Porque Wheatley en A Field in England busca imprimir un espacio histérico y desquiciado que incorpora la vertiente fantástica no como transgresión de lo real sino como factor de desconcierto.
Valga como ilustración la aparición del tirano O’Neil, el brujo que somete a los fugitivos de la contienda, dentro del film. Se nos presenta como de la nada, sin previa justificación. El episodio en el que hechiza a Whitehead, haciéndolo entrar en una tienda de campaña resulta del todo imprevisible como momento donde entra lo irreal entre los pliegues de la película.
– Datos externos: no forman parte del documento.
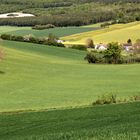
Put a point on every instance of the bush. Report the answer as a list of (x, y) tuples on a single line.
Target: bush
[(105, 99), (79, 47), (42, 27), (113, 53), (6, 37), (95, 57)]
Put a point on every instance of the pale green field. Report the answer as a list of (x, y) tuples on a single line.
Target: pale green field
[(59, 32), (115, 33), (44, 77)]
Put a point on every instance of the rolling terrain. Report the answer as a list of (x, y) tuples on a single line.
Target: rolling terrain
[(59, 32), (44, 77), (115, 33), (117, 122)]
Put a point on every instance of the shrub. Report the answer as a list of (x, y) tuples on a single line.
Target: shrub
[(90, 43), (105, 99), (79, 47), (94, 57), (113, 53), (6, 37), (42, 27)]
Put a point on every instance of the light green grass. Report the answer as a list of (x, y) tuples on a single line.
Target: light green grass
[(115, 33), (40, 77), (111, 122), (60, 32)]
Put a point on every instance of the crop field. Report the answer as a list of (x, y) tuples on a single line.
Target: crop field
[(110, 122), (59, 32), (115, 33), (43, 77)]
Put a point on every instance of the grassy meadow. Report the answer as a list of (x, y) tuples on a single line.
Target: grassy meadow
[(115, 33), (59, 32), (44, 77), (109, 122)]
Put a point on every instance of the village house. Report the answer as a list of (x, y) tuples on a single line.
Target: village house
[(101, 47)]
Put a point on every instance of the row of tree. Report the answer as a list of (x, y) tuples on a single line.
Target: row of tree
[(71, 13)]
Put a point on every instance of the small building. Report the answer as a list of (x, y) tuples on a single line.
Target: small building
[(127, 47), (101, 47)]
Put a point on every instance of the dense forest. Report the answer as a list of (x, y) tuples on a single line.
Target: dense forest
[(70, 13)]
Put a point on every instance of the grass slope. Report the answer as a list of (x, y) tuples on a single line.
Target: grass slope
[(60, 32), (118, 33), (39, 77), (117, 122)]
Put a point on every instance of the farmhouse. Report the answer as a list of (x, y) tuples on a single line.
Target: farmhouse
[(100, 46), (127, 47)]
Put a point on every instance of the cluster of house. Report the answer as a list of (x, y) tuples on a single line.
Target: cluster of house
[(125, 46)]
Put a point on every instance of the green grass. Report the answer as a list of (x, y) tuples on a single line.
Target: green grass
[(115, 33), (43, 77), (60, 32), (111, 122)]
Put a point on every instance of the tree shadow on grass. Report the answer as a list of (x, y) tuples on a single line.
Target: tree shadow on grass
[(2, 72)]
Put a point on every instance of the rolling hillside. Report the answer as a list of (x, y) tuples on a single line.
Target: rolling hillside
[(117, 33), (59, 32), (117, 122), (44, 77)]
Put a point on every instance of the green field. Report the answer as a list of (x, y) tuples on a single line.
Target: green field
[(43, 77), (111, 122), (59, 32), (115, 33)]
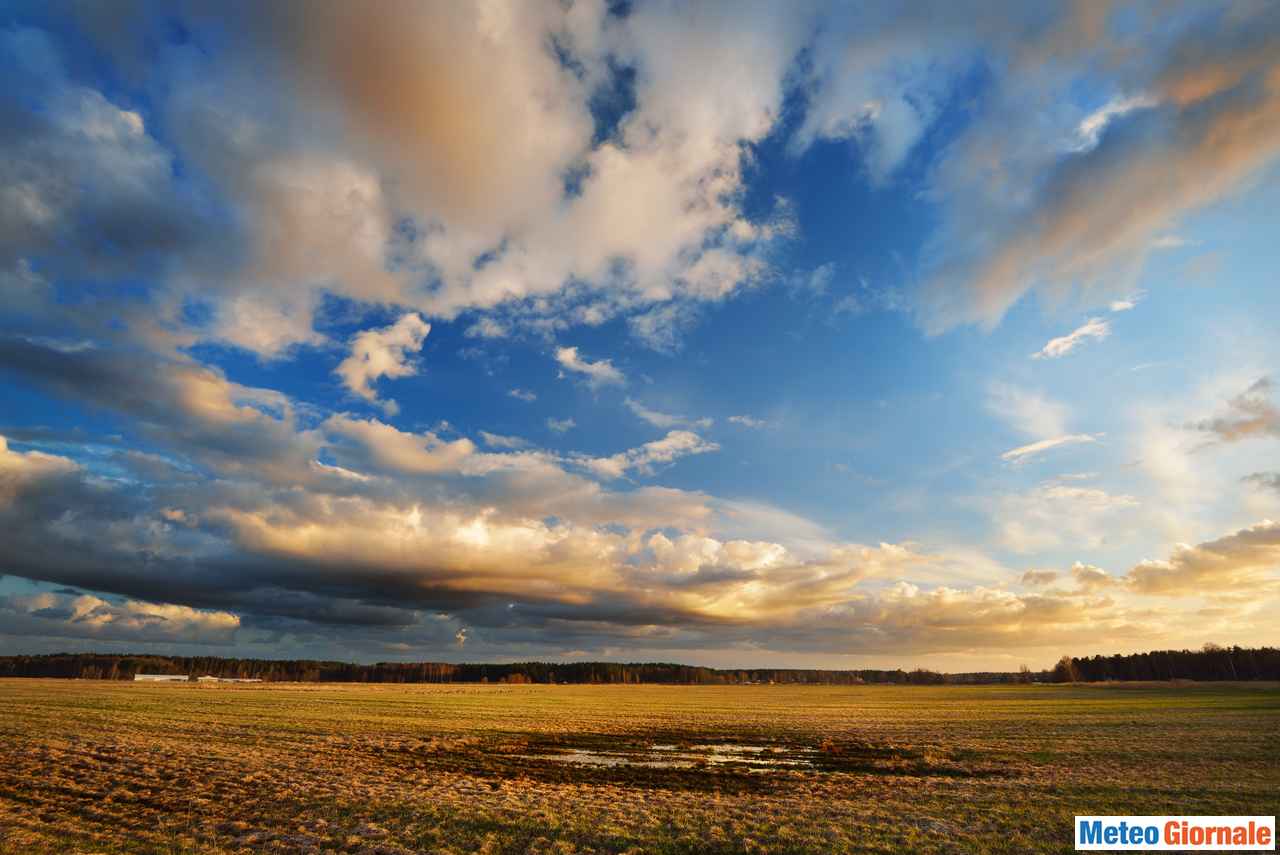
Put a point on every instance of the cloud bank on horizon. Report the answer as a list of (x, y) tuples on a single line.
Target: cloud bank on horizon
[(635, 330)]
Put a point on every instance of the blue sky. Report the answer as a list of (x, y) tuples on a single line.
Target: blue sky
[(837, 335)]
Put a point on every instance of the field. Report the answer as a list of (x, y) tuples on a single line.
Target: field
[(101, 767)]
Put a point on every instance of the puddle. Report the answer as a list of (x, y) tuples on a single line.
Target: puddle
[(758, 758), (583, 757)]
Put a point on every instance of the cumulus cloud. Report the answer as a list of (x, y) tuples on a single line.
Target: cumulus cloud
[(447, 161), (598, 374), (1242, 561), (69, 616), (1059, 347), (383, 353), (561, 425)]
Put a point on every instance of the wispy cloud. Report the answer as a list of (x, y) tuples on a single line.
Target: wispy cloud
[(1251, 415), (643, 460), (664, 420), (383, 353), (1059, 347), (561, 425), (1024, 453), (599, 373)]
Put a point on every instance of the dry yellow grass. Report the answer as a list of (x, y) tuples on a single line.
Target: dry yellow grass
[(100, 767)]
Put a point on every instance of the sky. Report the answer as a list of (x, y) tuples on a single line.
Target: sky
[(855, 334)]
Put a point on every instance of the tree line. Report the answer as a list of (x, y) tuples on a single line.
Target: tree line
[(1208, 663), (1205, 664)]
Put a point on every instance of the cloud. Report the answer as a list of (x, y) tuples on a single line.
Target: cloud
[(1092, 579), (1051, 516), (1251, 415), (645, 458), (1063, 218), (664, 420), (1027, 411), (68, 616), (1127, 303), (1092, 126), (400, 451), (1267, 480), (1060, 347), (598, 374), (383, 353), (1024, 453), (1170, 242), (1242, 561), (229, 428), (561, 425)]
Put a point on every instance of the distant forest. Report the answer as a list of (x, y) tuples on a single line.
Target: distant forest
[(1208, 663)]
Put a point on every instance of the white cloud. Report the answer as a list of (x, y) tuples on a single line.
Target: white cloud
[(1023, 453), (1027, 411), (643, 460), (1060, 347), (1244, 559), (1093, 124), (561, 425), (598, 374), (1052, 516), (383, 353), (1127, 303), (487, 328)]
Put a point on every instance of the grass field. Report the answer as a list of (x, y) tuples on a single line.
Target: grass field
[(101, 767)]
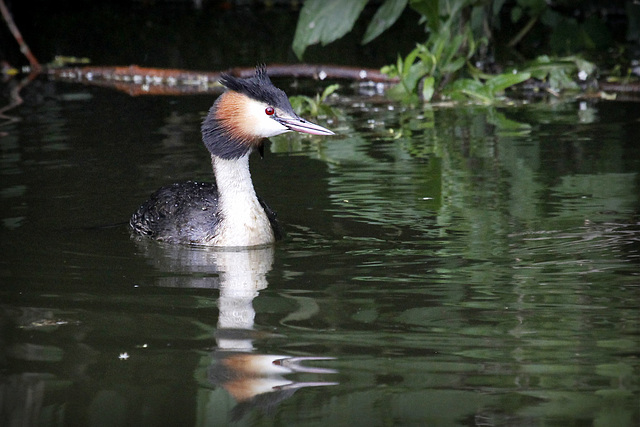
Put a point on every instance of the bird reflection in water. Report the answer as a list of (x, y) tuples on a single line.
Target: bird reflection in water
[(254, 380)]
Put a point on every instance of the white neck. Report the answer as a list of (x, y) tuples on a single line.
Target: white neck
[(244, 222)]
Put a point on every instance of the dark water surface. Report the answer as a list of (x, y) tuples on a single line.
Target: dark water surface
[(463, 265)]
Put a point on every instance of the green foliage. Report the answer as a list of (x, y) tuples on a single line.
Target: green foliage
[(386, 15), (458, 33), (324, 21), (314, 107), (485, 92), (560, 73)]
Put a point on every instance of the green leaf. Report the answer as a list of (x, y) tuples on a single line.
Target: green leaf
[(429, 9), (385, 17), (428, 88), (324, 21), (499, 83), (328, 91)]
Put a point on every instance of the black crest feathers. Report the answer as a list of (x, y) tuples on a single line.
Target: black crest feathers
[(258, 87)]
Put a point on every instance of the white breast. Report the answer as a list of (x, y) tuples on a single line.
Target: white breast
[(244, 222)]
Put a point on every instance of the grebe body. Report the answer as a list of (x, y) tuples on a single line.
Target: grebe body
[(227, 213)]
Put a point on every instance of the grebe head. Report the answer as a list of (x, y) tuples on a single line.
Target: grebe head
[(249, 111)]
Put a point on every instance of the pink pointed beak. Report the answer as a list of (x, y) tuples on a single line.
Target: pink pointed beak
[(301, 125)]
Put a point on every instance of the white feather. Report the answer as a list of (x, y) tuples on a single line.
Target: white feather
[(244, 221)]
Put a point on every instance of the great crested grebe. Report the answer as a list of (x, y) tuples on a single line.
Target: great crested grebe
[(227, 213)]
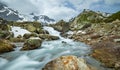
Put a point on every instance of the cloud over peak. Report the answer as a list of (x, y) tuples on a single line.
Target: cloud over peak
[(62, 9)]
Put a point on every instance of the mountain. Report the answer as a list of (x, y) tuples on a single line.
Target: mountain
[(86, 18), (113, 17), (8, 13), (12, 15), (41, 18), (91, 16)]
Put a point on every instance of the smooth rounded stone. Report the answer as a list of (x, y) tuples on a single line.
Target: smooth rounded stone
[(6, 34), (67, 63), (32, 43), (6, 46), (48, 37)]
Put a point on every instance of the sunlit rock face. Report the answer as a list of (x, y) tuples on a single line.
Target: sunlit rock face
[(67, 63)]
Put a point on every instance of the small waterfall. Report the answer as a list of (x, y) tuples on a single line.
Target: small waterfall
[(36, 59)]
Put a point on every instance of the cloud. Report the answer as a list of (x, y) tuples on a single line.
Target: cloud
[(60, 9), (112, 2)]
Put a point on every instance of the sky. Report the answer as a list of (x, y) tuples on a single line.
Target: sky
[(62, 9)]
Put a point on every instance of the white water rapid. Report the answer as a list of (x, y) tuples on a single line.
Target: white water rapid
[(36, 59)]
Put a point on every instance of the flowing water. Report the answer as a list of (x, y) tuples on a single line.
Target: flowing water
[(36, 59)]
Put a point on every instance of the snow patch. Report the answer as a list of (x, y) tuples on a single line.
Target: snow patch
[(18, 31)]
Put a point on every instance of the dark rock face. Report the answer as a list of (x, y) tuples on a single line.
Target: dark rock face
[(5, 46), (48, 37), (31, 44)]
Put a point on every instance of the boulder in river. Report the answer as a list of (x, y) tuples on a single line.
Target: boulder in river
[(6, 46), (67, 63), (32, 43)]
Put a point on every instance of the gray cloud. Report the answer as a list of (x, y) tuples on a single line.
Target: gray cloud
[(58, 9)]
A partir de aquí sabemos que no jugamos en una partida donde las reglas estén claras. Todo esto que puede provocar una buscada incomodidad, sin embargo, hace que el film busque hermanarse con ese aire de extrañeza y excentricidad que imprimía Herzog en Aguirre, la cólera de dios (Aguirre der Zorn Gottes, 1972), film que parece entrar dentro de su discurso ensayístico como foco referencial. Aquí, en ese punto dislocado y arrebatado y en ese desliegue formalista es donde juega a la ruleta rusa, o mata al espectador o lo hace partícipe. En mi caso se trata de un film que me perturba pero en ese estado es donde también ejerce su fascinación.